Besides of storing encryption keys on Aladdin eToken devices, BestCrypt Volume Encryption provides the user with additional functionality for eTokens. The functions may be useful and even necessary to avoid losing encrypted data and enhance security for sensitive data.
It is strongly recommended to create backup copy of encryption keys stored on eToken device. eToken is a small plastic thing that can be lost. If you lose eToken with encryption key for some volume, the volume will become completely inaccessible.
To copy encryption keys from one eToken to another eToken device, run the Rescue->Hardware Token->Backup Encryption Keys to Other Token command. The program will ask the user to insert Source Token where from the keys should be saved, as the following picture illustrates:
After entering passphrase for eToken, press button. The program will display next dialog window asking to insert another Destination eToken to USB port where encryption keys should be saved to.
Insert Destination eToken to USB port and press button. The program will copy encryption keys to the eToken and report that the operation has been successfully completed.
Then the program asks the user to insert another eToken device where from the user may wish to backup encryption keys. If the user agrees, the program will save encryption keys from the source eToken to the same destination eToken. As a result, the single destination eToken will store encryption keys from several source eTokens. Such a functionality allows the administrator to keep a single backup eToken with encryption keys originally stored on a number of users' eTokens.

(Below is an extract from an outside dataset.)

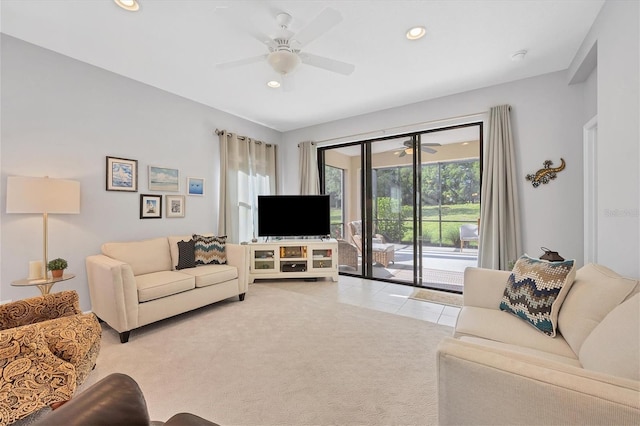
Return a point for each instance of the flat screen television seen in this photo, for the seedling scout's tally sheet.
(293, 216)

Please store the Destination eToken in a safe place and use it if you lose original eToken with encryption keys.
BestCrypt Volume Encryption has no command to copy the keys from eToken to other types of storage devices to avoid decreasing security level of the keys. Indeed, if the user occasionally copies encryption keys from eToken to hard disk, there is no sense in keeping original eToken very safely.
When the user runs Change passphrase command, BestCrypt Volume Encryption changes password only for selected volume.

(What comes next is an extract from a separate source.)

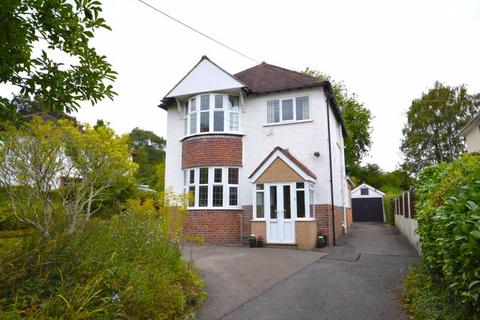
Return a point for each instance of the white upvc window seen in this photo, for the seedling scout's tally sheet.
(288, 110)
(212, 112)
(212, 187)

If encryption key for volume is stored on Aladdin eToken USB device, passphrase for the volume actually is a passphrase for the eToken. If you decide to change the passphrase, you should realize that then new passphrase for the eToken must be entered in other applications that use the eToken device. If the eToken stores encryption keys for several volumes, all the volumes will be possible to access only with new passphrase.
To change passphrase for Aladdin eToken run Rescue->Hardware Token->Change Token Passphrase command. BestCrypt Volume Encryption will ask to enter current passphrase for the eToken and enter new passphrase twice to avoid mistyping some letter in the passphrase.
If you are not going to use some eToken device as a storage for encryption keys, you can delete the keys to free up eToken memory. To delete the keys run Rescue->Hardware Token->Delete All Encryption Keys from Token command.
Please be careful when you delete encryption keys from eToken! If you still have some volume encrypted with key stored on the eToken, the volume will become completely inaccessible!